Saturday, March 19, 2005

 

Being above it all is no longer a viable defence.

85 years in jail for the biggest fraud in history. But the destruction of a defense arguement is more far reaching.

Jax

The corporate world felt a seismic shift when a New York jury found Bernie Ebbers guilty.

Ignorance may be bliss, but legal precedent now suggests that a chief executive will never be able to enjoy this state of serenity. Whenever he feels the warm glow of a knowledge vacuum beginning to suffuse him, he should be instantly chilled by the realisation that no right-minded observer will accord him this luxury. It is impossible to be blissful because ignorant outsiders automatically assume your complete grasp of all the facts.

The legal precedent, if it be such, was created this week with the conviction in the US of the collapsed WorldCom's chief executive, Bernie Ebbers. Fraud to the tune of $11bn (£5.8bn) bankrupted the telecoms high flyer in 2001. Ebbers had relied on a defence characterised as "aw shucks" - that he was above the detail of his business, and that all of the corruption took place beneath his station and his knowledge. Only if his likely appeal succeeds, and he avoids a possible 85-year jail term, will his ignorance (real or imagined) prove to have been blissful.

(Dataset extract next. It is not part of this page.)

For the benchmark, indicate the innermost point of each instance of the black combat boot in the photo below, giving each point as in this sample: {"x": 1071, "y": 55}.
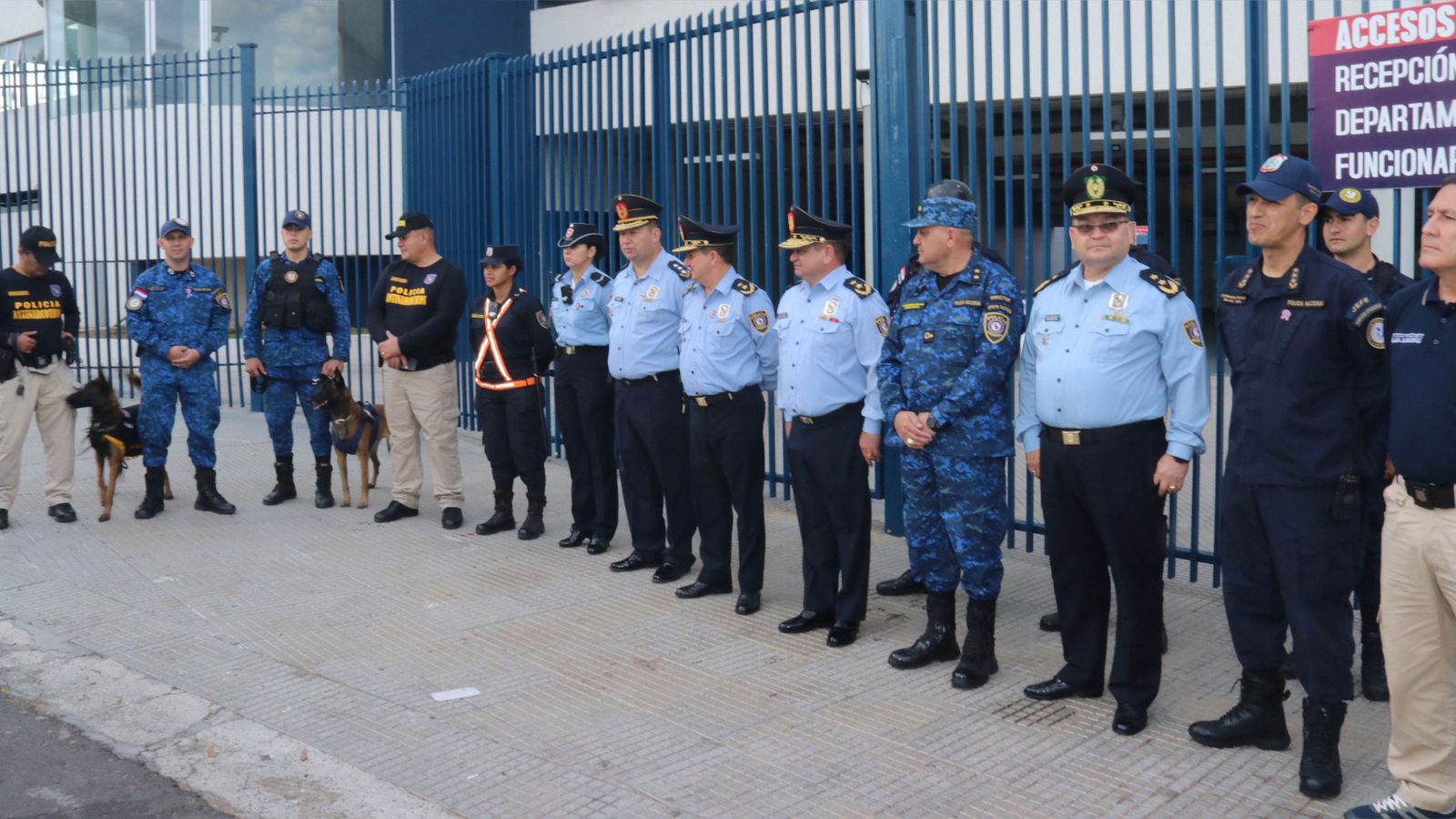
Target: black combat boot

To those outside the business world it may seem extraordinary that Ebbers could have hoped to pull off such an eye-popping legal coup de thétre. However, it is not quite as extraordinary to those who have experienced the particular interplay between finance directors and the chief executives to whom they report. The prosecutors in the WorldCom case were helped by wringing a plea bargain out of the company's former chief financial officer. It is impossible to conceive of a witness in a more pivotal position to be swung against the accused.

The role of finance director or chief financial officer brings with it a range of responsibilities that are often hard to reconcile. On the one hand, he has a duty to provide an accurate representation of the business's financial performance and health. On the other, he has a key part in the company's future growth and development, as well as its financing, and is likely to be incentivised accordingly. In reality, few major strategic and tactical decisions are likely to be taken without not only the CFO's input as a bean counter, but also as a businessman.

Modern financial regimes - involving regulation, accounting standards, taxation and the money markets - are so complex that a detailed understanding of them is beyond any but the most expert. The average chief executive is unlikely to have sufficient expertise to find his way through these mazes. His finance director may himself be wanting. Nevertheless it is his responsibility to corral the necessary experts (within the firm and from outside advisers) to make the best for the business from the opportunities and pitfalls that abound.

It is no wonder that, in practice, chief executives with the (supposed) strategic leadership skills that have (supposedly) got them where they are rely heavily on their CFOs to have a complete grasp of the numbers and all necessary accoutrements. The chief executive will concentrate on finding a finance director who is up to this task, and crucially with whom he can get on, and then leave him to it.

Leaving him to it, though, involves an intimate, continuous working relationship in which each trusts the other to fulfil his half of the corporate responsibilities. Such is the reality of corporate life. The best businesses are topped by a duo with complementary skills and personalities. It is no coincidence that the two career paths tend to be separate, few CFOs make it into the top seat.

Ebbers' guilty verdicts have been generally interpreted as an indication that the jurors concluded that he was not ignorant of the fraud perpetrated on WorldCom's shareholders. One might ask, however, whether it would or should have made any difference had Ebbers indeed been blissfully ignorant. After all, one of the most fundamental "crimes" that any chief executive can commit is to misjudge the character of his finance director.

In the UK, where there is almost always a splitting of the posts of chairman and chief executive, the chairman has a crucial role to play in setting the objectives of both the chief executive and his CFO. And in assessing their performance. One might wonder, then, whether the British buck should stop at the chairman, and not the chief executive beneath him. This thought might send a chill down the spine of many a part-time chairman who fears the tougher regulatory environment, but currently sleeps easy with the thought that his chief executive will catch the deadly bullet while he might merely find his reputation winged.

The common sense evident in a New York jury room this week could, in time, perform a valuable service to the cause of corporate governance around the world. At the same time, though, it will raise the risk bar even higher for those contemplating the highest corporate office and the necessary faith in fellow executives that goes with it.